Error patterns	Agent-type memory	"When pytest fails with import errors, check sys.path before venv"
Successful strategies	Agent-type memory	"For this codebase, running ruff before tests catches 80% of issues"
Project conventions	Project memory	"This project uses factory pattern for all model creation"

4. Feedback Loop Integrity¶

To prevent knowledge drift: - Memories have timestamps; aged memories are candidates for consolidation or removal - Memories can be tagged #verified or #provisional to indicate confidence - Humans can edit/delete memories in Obsidian, and the file watcher picks up changes - The reflection playbook considers whether old insights are still valid based on recent evidence

5. Orchestrator Memory¶

The orchestrator is its own agent type with its own memory scope. It maintains a high-level understanding of each project rather than searching all project collections directly.
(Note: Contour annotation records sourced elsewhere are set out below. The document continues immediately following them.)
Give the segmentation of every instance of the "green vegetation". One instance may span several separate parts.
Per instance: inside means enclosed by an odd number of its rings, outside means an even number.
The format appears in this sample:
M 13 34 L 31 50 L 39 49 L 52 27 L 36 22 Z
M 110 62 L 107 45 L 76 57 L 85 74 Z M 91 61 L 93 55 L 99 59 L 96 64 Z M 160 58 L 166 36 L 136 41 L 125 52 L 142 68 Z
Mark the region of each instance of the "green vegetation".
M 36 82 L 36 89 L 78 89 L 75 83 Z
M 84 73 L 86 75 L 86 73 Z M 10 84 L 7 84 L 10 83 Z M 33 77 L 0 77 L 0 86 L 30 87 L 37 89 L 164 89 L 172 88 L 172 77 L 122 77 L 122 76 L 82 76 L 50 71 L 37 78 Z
How the Orchestrator Learns About Projects¶

The orchestrator's project understanding is maintained through three mechanisms:

On startup: The orchestrator scans all vault/projects/*/README.md files and generates/updates summaries in vault/orchestrator/memory/project-{id}.md.

On README change: A file watcher monitors vault/projects/*/README.md. When a README changes, the orchestrator re-reads it and updates its summary. This is a lightweight indexer operation (similar to reference stub generation), not a full playbook.

On task completion: The task-outcome [[playbooks|playbook]] can update the project README if significant project state changed (new feature completed, major bug fixed). This triggers the file watcher → orchestrator re-reads → summary updated.

Each project summary captures: project purpose, tech stack, current state, key concerns, active work areas, and which agent types have been effective. The orchestrator uses this understanding when [[agent-coordination|coordination playbooks]] ask it to assign agents to workflows.

What the Orchestrator Remembers¶

Project summaries (synthesized from READMEs)
Task assignment patterns (which agent types work well for which kinds of tasks)
Scheduling insights (what times/orders produce better results)
System-level operational knowledge

The orchestrator does not search individual project memory collections during normal operation. It works from its own distilled understanding. If it needs project details, it reads the project README or delegates to a project-aware agent.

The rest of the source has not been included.